Boutte was born in Lake Charles, La., and earned a degree in pharmacy from Xavier University. When he later moved to Chicago, the profession gave him a foothold in the business community and he started by owning and operating his own drugstore.

"He was alert to business opportunity and success, and he was tremendously ambitious," the description of Boutte in African-American Business Leaders says.

He became acquainted with George Johnson, purveyor of Ultra Sheen and Afro Sheen hair products, and the two started the Independence Bank, which became the largest black-owned bank in the United States.

Independence was the first African-American-owned bank to purchase a substantial white-owned bank when it acquired Drexel National Bank, the newspaper said.

Boutte was a major player in Chicago's ground-breaking black business community that also included John Johnson, publisher of Jet and Ebony magazines.
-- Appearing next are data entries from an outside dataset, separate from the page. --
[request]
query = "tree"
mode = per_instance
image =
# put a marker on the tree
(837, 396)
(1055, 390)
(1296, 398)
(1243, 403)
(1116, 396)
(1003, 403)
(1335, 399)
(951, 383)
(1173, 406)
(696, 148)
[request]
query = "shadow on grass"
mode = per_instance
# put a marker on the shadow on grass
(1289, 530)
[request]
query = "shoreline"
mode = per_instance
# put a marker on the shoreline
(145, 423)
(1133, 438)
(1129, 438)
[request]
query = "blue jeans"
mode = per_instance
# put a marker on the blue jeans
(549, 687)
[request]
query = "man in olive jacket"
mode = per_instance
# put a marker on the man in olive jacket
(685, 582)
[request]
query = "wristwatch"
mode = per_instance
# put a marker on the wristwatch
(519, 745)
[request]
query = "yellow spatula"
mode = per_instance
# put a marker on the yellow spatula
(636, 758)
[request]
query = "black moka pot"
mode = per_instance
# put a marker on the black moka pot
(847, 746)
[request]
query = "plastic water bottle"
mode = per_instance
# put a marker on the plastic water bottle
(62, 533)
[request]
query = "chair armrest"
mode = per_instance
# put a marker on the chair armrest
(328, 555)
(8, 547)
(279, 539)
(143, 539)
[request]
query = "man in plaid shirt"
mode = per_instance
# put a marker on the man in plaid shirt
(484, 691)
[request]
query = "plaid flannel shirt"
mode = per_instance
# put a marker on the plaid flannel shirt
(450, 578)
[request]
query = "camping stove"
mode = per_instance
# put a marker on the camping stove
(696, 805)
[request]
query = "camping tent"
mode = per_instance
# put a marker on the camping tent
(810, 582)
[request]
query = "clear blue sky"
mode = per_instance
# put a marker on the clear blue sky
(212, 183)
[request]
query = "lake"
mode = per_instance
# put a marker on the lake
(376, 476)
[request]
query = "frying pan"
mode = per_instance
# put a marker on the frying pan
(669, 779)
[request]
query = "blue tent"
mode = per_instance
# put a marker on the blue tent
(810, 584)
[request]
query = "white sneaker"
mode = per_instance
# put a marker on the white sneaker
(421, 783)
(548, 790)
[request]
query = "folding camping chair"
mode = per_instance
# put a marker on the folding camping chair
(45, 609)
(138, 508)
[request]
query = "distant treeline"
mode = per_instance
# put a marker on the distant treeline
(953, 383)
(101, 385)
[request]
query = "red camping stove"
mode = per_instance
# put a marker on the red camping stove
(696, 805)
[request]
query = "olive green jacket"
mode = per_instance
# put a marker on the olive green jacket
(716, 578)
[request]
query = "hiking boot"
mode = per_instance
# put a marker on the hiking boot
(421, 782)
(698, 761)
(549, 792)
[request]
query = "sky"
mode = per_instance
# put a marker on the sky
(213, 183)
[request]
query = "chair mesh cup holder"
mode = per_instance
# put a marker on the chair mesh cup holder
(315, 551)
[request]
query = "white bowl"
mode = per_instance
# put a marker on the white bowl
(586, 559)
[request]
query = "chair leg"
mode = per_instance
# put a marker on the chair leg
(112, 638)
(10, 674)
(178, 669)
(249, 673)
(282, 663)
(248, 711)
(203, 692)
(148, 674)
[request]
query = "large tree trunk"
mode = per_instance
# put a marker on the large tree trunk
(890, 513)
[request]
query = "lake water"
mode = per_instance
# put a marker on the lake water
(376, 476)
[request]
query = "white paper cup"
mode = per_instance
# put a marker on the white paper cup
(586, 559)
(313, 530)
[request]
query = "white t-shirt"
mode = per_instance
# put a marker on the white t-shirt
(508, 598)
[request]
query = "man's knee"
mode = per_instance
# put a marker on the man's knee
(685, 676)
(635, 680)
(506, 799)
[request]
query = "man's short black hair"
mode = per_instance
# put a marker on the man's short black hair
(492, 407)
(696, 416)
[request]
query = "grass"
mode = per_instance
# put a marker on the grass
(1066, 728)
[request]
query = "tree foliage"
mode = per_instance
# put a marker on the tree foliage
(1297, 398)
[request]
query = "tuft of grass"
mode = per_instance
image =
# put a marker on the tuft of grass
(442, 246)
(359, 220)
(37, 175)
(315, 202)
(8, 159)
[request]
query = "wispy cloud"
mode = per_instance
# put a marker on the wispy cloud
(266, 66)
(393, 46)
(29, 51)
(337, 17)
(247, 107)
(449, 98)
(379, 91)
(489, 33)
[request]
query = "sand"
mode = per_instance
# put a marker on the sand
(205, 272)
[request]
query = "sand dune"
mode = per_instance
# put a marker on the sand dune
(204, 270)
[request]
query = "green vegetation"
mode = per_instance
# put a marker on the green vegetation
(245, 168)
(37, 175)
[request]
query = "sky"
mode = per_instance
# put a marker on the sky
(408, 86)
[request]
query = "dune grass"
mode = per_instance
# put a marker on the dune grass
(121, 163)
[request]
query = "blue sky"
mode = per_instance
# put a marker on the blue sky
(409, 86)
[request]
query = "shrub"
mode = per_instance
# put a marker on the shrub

"When people talk about Chicago being the mecca for black business, it was because of that generation of African-American leaders who showed the way," said John Rogers, chief executive officer of Ariel Investments.

When Martin Luther King Jr.'s civil rights campaign needed funds, Boutte stepped in to help, organizing a fund raising effort among Chicago's black business community.

"He invited Dr. King to Chicago … he was fundamental to those movements for justice," said the Rev. Jesee Jackson. Boutte is said to have learned perseverance from his father, whose efforts to vote were rebuffed in the south year after year.

He never got to vote, Boutte said. But he never stopped trying, either.

In Chicago, Boutte and two friends, Jesse Owens and Ralph Metcalfe Sr., were turned down by a country club they were attempting to join.

On paper, that would be a country club turning down one of Chicago's most influential business leaders and two Olympic medalists, one of whom (Metcalfe) went on to become a U.S. congressman.

Boutte would not take no for an answer. Eventually, the country club relented, but asked them to play golf either very early or very late so the club's other members wouldn't see them.

"They had to be the first ones to tee off and they had to tee off in the dark" said a friend, Glenn Reedus.

Still, they had made their point -- "They were there," the newspaper said.